Some still have not prepared a defensible space around their homes by clearing brush, dead grass and debris to at least the property line or 100 feet minimum, and many still have those old wood shingle roofs when they could have replaced them by now, considering the 2003 and 2007 fire seasons and the warnings from fire officials for many years before and since that homes with those type roofs just are not defensible against wildfires.
As for insurance, it's the same old game. How can I get the insurance coverage and make the bank happy, while not actually covering the appreciated or real value of my home. In that way I can save some premium dollars and be really insurance smart. After all, my insurance agent is okay with that and has been all along... You could be right, but who is on the hook for the loss when the embers die down and the smoke clears. YOU! You with the under insured home and who cannot replace it for the values you stated were correct when you took out the coverage. Did you think you could have even committed fraud when you signed those documents indicating everything you stated was true to the best of your knowledge? If that were pursued, my friend, you'd be left with no coverage, and just a scorched piece of concrete slab you used to call home with no insurance money to rebuild anything! Think about that for a moment!
Let's think about depreciation, appreciation and all the things that happen during the good and bad economy that we're seeing right now. You bought that house for $500K and it's value, including improvements like the swimming pool and interior work helped it soar to $900K over six years. Then the market plunged over the past two years and now it's worth $400K, less than you paid for it, much less than you have invested in it, and maybe less than you owe based on the mortgage and home equity lines, etc. If you didn't keep the insurance-to-value up on your home as you made improvements, you would likely be woefully under insured should a loss occur.
Since the house has depreciated, some people think that it will cost less to rebuild. Not so. The cost of building materials, fixtures and labor will be significantly higher than they were when your home was built, so even though the value placed on the home as a "real estate sales price" might have tumbled, the actual cost of rebuilding will be lots higher than it was for the original dwelling. Another factor lots of people fail to recognize is the "economy of scale" when a builder completes a development. If you own a tract home, the builder has the benefit of contracting for or purchasing materials at a good savings to build dozens, or even hundreds of homes at one time. That economy is lost when a builder must "spot build" one home. In addition, should the new home have to be rebuilt between existing dwellings that have survived a fire, there are extra costs as restrictions in movement, the cost of cranes or specialized equipment to move equipment and materials over or around adjacent structures to reach back yard areas, have to be included in the costs of rebuilding.

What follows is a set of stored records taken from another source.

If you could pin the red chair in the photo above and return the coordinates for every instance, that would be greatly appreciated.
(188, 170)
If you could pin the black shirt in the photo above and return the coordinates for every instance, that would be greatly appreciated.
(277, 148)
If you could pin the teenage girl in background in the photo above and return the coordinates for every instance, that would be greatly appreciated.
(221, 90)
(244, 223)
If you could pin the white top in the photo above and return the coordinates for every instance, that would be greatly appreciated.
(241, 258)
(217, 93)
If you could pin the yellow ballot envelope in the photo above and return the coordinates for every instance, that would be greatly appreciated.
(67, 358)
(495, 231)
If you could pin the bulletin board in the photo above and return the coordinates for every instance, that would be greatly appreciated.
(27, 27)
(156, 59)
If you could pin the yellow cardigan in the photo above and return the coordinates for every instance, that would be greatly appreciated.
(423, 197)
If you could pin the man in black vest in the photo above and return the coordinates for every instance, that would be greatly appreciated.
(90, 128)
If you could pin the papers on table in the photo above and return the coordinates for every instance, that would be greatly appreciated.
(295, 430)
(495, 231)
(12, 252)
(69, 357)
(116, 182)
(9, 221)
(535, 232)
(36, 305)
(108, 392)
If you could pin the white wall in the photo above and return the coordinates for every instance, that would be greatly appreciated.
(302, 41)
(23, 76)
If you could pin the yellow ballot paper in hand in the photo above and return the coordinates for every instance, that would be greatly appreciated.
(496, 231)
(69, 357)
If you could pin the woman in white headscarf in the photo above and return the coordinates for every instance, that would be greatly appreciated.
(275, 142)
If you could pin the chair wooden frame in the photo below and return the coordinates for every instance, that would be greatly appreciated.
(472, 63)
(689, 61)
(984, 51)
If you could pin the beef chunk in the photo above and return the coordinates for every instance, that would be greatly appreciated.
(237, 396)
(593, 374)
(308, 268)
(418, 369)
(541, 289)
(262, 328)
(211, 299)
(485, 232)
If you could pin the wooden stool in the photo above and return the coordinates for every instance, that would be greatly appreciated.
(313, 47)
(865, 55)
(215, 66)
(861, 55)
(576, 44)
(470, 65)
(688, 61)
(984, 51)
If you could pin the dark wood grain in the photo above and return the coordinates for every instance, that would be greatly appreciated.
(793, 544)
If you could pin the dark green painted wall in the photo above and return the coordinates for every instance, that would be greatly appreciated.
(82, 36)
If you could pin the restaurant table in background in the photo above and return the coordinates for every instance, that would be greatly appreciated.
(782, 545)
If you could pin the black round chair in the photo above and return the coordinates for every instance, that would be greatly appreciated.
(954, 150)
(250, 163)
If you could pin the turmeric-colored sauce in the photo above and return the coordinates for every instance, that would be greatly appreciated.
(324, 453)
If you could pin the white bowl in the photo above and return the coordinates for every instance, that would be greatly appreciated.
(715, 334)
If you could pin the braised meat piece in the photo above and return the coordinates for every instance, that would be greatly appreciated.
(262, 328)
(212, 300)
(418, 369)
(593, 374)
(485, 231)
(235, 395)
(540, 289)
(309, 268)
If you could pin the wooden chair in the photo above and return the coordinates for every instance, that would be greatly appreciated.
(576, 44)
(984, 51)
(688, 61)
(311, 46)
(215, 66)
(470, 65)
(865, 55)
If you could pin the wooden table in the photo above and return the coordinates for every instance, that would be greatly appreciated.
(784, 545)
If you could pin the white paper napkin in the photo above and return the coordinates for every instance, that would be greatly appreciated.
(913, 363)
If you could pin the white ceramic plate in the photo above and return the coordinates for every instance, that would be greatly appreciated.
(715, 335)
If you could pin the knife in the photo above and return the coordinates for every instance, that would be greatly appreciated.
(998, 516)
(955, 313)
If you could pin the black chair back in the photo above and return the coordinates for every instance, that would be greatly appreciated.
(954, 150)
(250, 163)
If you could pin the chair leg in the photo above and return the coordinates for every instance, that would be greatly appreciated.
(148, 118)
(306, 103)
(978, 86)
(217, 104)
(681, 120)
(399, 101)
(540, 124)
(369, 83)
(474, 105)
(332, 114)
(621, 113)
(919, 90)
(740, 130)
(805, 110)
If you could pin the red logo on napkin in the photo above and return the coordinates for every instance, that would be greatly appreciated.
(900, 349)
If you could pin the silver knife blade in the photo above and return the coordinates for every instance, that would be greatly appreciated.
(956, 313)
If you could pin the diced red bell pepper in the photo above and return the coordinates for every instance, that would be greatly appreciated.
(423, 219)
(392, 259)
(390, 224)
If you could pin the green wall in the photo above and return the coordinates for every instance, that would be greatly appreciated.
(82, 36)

The bottom line is to sit down before the time of loss and pore over your insurance policies and see if you have enough coverage. If you have a replacement value policy, does it cover enough of the replacement value to actually make you whole again, or will it leave you partially rebuilt. Increasing your coverage is as easy as sitting down with your agent or broker, or a phone call to your insurance company, and discussing your needs and what is realistic coverage for your home, business and contents. Once the flames come calling at your door, it's too late to wish you had made the call earlier, because by then, it's too late.
Which reminds me of one of my favorite sayings:
"After you jump, it's too late to wish you bought the better parachute!"